Lundi 9 septembre
Une des filles qui m’a demandé à changer de place, parce que la voisine est vraiment pas une pote, me regarde fébrilement : j’y ai pensé ? Oui. Je lui montre où elle s’assoit maintenant. J’ai l’impression de lui sauver à moitié la vie.
Un téléphone sonne. Je suis censé le confisquer. Je pas (1). Droit à l’erreur. Mais juste une fois, hein ?
La sonnerie de fin de matinée est à 12h17. Ça re-sonne à 12h41. J’ai 24 minutes pour sortir de la salle, me laver les mains, déjeuner, remplir la bouteille d’eau, souffler 3 fois, faire pipi, me laver les mains, descendre dans la cour chercher les élèves. Que dit la loi ? La pause légale est de 20 minutes. Je suis large !
Avec plusieurs classes on remplit une carte des régions du monde : Afrique du nord, Asie du sud-est… C’est un peu technique. J’y vais touuuuut doucement. Pour mettre les élèves en confiance : oui, je sais que pour vous c’est dur.
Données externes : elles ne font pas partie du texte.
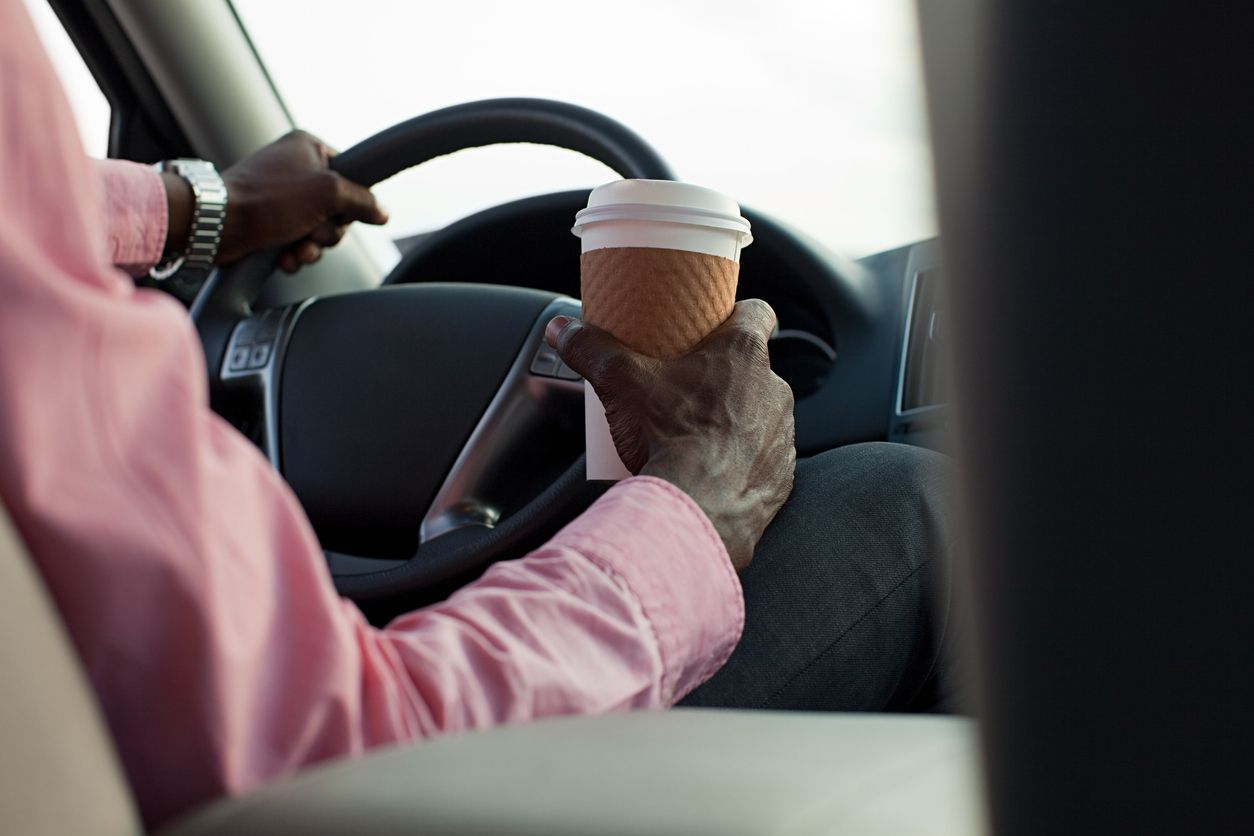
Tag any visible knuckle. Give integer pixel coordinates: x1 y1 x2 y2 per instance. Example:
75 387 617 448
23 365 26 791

Je suis en demi-classes avec les 3e aujourd’hui : 15 au lieu de 30. C’est si mieux qu’on finit avec 10 minutes d’avance. Je leur offre les 10 minutes. Ils sont sciés : « Monsieur, on fait plus rien, là ?? »
Mardi 10 septembre
Dans la « salle des personnels » (pour les profs et les AESH, qui accompagnent certains enfants), récré de 10h07. Une collègue annonce : « Ah, ce matin, Clément (2) je l’aurais emplâtré ! Complètement immature, il bavarde… chiant ! ». Parole défoulatoire récurrente... C'est la rentrée, et les profs sont déjà fatigués.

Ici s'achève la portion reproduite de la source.